Anyway, what really prompted this was that Adam Rosales has been optioned to Sacramento. This leaves the infield situation much clarified: Jemile Weeks is, of course, the every-day starter at second, and his double-play compadre is Cliff Pennington. Bob Melvin insists that Josh Donaldson is his third baseman and damn the consequences of starting Eric Sogard at third on "Opening" "Day." Sogard, then, is the utility man, and any thought that the A's might carry two such players (was there any such thought?) is out the window.

Figure in the two first basemen, who I assume will be Kila Ka'aihue and Brandon Allen while Daric Barton gets himself straightened out in AAA, and two catchers and you've got seventeen roster spots left. Four starting pitchers brings us to 13, which we have to divide between the outfield and the bullpen. Susan Slusser thinks the A's will go with six of the former, leaving seven of the latter. That's certainly the direction I'd go because an eight-man bullpen is an abomination, an eyesore, and a grave sin against the lords of baseball.

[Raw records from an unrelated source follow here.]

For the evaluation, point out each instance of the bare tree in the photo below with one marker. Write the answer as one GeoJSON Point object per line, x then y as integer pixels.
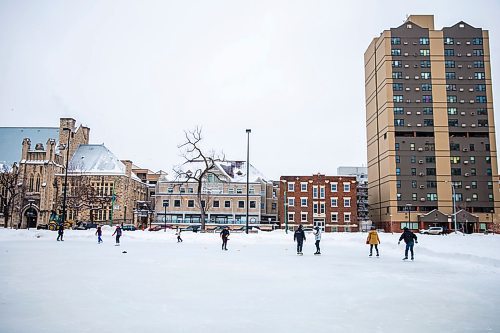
{"type": "Point", "coordinates": [197, 167]}
{"type": "Point", "coordinates": [9, 191]}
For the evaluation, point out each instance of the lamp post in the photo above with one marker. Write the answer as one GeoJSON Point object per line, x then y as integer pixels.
{"type": "Point", "coordinates": [66, 176]}
{"type": "Point", "coordinates": [248, 170]}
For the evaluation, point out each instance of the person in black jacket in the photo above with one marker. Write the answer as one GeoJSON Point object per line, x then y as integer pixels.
{"type": "Point", "coordinates": [299, 236]}
{"type": "Point", "coordinates": [225, 236]}
{"type": "Point", "coordinates": [60, 233]}
{"type": "Point", "coordinates": [410, 239]}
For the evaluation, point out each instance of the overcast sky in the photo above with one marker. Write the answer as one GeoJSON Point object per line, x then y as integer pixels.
{"type": "Point", "coordinates": [138, 73]}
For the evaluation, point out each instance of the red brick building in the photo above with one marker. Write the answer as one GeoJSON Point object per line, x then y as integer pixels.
{"type": "Point", "coordinates": [318, 200]}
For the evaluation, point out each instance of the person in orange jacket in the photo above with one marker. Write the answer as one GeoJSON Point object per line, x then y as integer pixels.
{"type": "Point", "coordinates": [373, 239]}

We know who five of the six outfielders are: Coco Crisp, Yoenis Cespedes, Josh Reddick, Jonny Gomes, and Seth Smith are, barring trade, the three outfielders + the DH platoon. Collin Cowgill, then, is the man on the bubble. The question is who's on the bubble with him.

The A's had approximately hella relievers in Japan because of the roster rules, so it's not 100% clear who's breaking camp the way it is with the rest of the squad. Grant Balfour and Brian Fuentes are 100% clear. Fautino De Los Santos is as well, unless he's hurt, which is a possibility that David Wishinsky has raised, given that we haven't seen the man pitch in quite some time. Ryan Cook seems to have earned a spot, and he didn't pitch his way out of it in his one good inning in Japan. Jerry Blevins is out of options and should be a solid second lefty. That's five, so with Devine hurt, as stated above, we should be down to Andrew Carignan, Jordan Norberto, and Graham Godfrey for the last two slots.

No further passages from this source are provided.